トンネルは緩やかに右に左にカーブしながら続いていた。車はかなりの時間その中を進んだ。
「宇宙ってのは、打ち上げロケットで行くのか?」
昔テレビで見たスペースシャトルの打ち上げを思い出しながら聞いてみた。
「地球のとは少し違うな」少佐がハンドルを握りながら答えた。「ギューンって登るんだよ」
「私たちが今向かっているのは、このトランで一番高い山脈です」
「天文台があったさっきの山よりも高いのか?」
「一番高い山の山頂は、ほぼ空気がありません」
「酸素が無いんじゃなくて、空気が無いのか?」
「そうです。酸素ではなく空気がありません」
「標高を聞いてもいいか?」
「8万メートルぐらいです。大昔に作られた巨大クレーターの縁です」
「クレーター・・・」
「遠い昔に巨大隕石の衝撃で、岩盤がほぼ直立し、そのまま固まったとされています」
「岩盤って岩盤浴の岩盤の岩盤か?」
「何を言ってるのか良く分かりませんが、その岩盤の中を地下から斜めに上昇して宇宙へ出ます」
「こっちも何言ってるか良く分からん・・・」
「ついたぞ」少佐が言った。
車の前を見ると見慣れたゲートがあった。緑とオレンジのライトが点灯している。車はそのゲートを通過した。

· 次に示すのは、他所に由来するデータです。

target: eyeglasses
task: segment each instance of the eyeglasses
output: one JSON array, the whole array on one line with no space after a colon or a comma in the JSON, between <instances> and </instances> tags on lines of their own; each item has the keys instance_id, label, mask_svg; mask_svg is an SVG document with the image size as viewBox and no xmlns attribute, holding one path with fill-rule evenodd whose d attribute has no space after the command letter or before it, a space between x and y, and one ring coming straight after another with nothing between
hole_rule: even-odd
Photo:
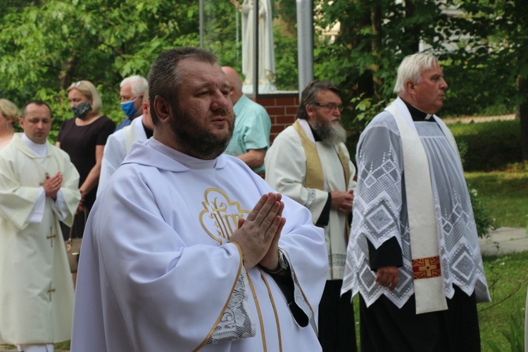
<instances>
[{"instance_id":1,"label":"eyeglasses","mask_svg":"<svg viewBox=\"0 0 528 352\"><path fill-rule=\"evenodd\" d=\"M317 101L315 101L313 103L315 104L315 105L317 105L317 106L321 106L322 108L327 108L328 110L329 110L331 111L333 111L334 110L336 110L336 109L338 110L339 112L343 111L343 106L342 105L337 105L337 104L334 104L333 103L331 103L329 104L325 104L325 103L318 103Z\"/></svg>"}]
</instances>

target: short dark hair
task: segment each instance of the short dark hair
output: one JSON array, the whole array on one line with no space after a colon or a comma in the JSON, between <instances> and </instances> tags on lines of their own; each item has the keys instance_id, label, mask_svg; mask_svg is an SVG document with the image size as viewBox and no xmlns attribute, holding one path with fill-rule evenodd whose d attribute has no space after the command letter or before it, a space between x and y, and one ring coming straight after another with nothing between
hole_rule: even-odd
<instances>
[{"instance_id":1,"label":"short dark hair","mask_svg":"<svg viewBox=\"0 0 528 352\"><path fill-rule=\"evenodd\" d=\"M308 84L301 94L301 102L297 109L297 118L308 120L308 115L306 113L306 106L313 105L316 102L315 97L320 91L329 90L333 92L341 98L341 89L330 81L320 81L314 80Z\"/></svg>"},{"instance_id":2,"label":"short dark hair","mask_svg":"<svg viewBox=\"0 0 528 352\"><path fill-rule=\"evenodd\" d=\"M30 104L35 104L37 106L42 106L43 105L46 106L49 110L49 116L51 118L53 118L53 112L51 111L51 108L50 108L47 103L44 103L42 100L34 99L34 100L31 100L28 101L27 103L25 103L25 105L24 105L24 106L22 107L22 119L23 120L24 119L24 118L25 118L26 113L27 113L27 106Z\"/></svg>"},{"instance_id":3,"label":"short dark hair","mask_svg":"<svg viewBox=\"0 0 528 352\"><path fill-rule=\"evenodd\" d=\"M177 103L177 89L182 81L177 66L180 61L186 58L211 65L218 62L218 57L211 51L193 46L182 46L161 53L152 63L149 72L149 101L154 125L159 120L154 108L154 99L156 96L160 96L171 105Z\"/></svg>"}]
</instances>

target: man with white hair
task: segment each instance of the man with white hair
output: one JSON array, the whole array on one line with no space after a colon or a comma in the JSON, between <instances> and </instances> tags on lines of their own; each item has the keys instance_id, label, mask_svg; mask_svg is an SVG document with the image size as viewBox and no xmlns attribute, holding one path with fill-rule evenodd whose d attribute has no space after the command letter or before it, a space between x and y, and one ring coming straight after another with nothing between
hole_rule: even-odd
<instances>
[{"instance_id":1,"label":"man with white hair","mask_svg":"<svg viewBox=\"0 0 528 352\"><path fill-rule=\"evenodd\" d=\"M434 115L447 87L435 56L406 57L398 98L358 144L341 291L360 294L363 351L480 351L489 292L458 150Z\"/></svg>"},{"instance_id":2,"label":"man with white hair","mask_svg":"<svg viewBox=\"0 0 528 352\"><path fill-rule=\"evenodd\" d=\"M121 88L119 92L121 109L127 118L121 121L116 131L128 126L132 120L143 115L143 95L149 87L149 82L144 77L134 75L121 81L119 87Z\"/></svg>"}]
</instances>

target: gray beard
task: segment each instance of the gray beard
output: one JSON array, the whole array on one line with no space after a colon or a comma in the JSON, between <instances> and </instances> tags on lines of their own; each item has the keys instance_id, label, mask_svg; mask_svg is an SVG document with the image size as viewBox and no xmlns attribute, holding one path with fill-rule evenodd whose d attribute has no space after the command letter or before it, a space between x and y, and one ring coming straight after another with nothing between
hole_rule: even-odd
<instances>
[{"instance_id":1,"label":"gray beard","mask_svg":"<svg viewBox=\"0 0 528 352\"><path fill-rule=\"evenodd\" d=\"M346 130L341 125L341 123L322 125L315 122L312 128L319 135L323 144L333 146L346 142Z\"/></svg>"}]
</instances>

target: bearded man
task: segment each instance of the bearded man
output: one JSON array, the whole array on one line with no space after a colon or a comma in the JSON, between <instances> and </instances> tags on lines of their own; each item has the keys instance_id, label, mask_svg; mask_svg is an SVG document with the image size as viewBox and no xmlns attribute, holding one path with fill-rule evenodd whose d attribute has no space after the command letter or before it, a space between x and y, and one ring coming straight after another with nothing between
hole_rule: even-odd
<instances>
[{"instance_id":1,"label":"bearded man","mask_svg":"<svg viewBox=\"0 0 528 352\"><path fill-rule=\"evenodd\" d=\"M322 231L222 155L234 116L218 58L165 51L149 87L153 136L87 224L71 351L318 351Z\"/></svg>"},{"instance_id":2,"label":"bearded man","mask_svg":"<svg viewBox=\"0 0 528 352\"><path fill-rule=\"evenodd\" d=\"M265 180L308 208L325 230L329 270L319 306L319 340L323 351L356 351L351 292L340 297L356 168L345 146L340 89L329 81L304 89L297 120L282 131L268 151Z\"/></svg>"}]
</instances>

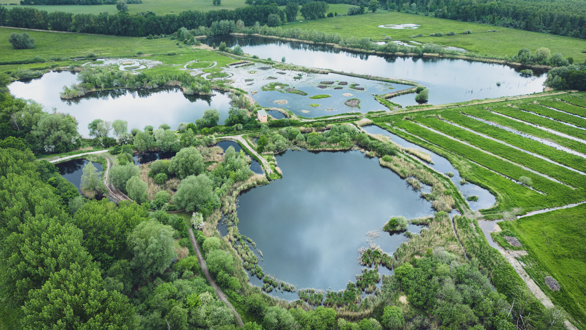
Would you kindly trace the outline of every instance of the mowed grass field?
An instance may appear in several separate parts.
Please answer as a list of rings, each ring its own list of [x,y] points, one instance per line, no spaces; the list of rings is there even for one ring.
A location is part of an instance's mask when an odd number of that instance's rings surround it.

ゲートの中には、天井の高い真っすぐな道が続き、その両脇に10階建てぐらいの高さの大きなレンガの壁が続いていた。
車はそのレンガの壁に挟まれた道をしばらく進んだ。
巨大なレンガの壁には窓は無く、100メートル置きぐらいに小さな入口の扉があった。その小さな入口は、レンガの壁の巨大さに目が錯覚しているだけで、実際には大型トラックが楽に通れるぐらいの大きさがあった。
ストルン少佐はハンドルを切り、車はその入口のひとつからレンガの壁の中に入った。
入口にはトラン語で大きく何かが書かれていた。おそらく数字だ。
レンガの壁の中に入ると、薄暗い照明に照らされた広大な空間に、薄い水色の巨大な飛行機が1機だけ置かれていた。
ジャンボジェットのように大きく、形はスペースシャトルを少しスリムにしたような姿をしていた。
胴体と翼は一体化していて、下側に黒いセラミックパネルみたいなものがびっしりと張り付けられていた。3か所から車輪が降り、巨大な胴体を支えていた。
胴体の後ろには巨大なロケットエンジンのノズルが3個生えていた。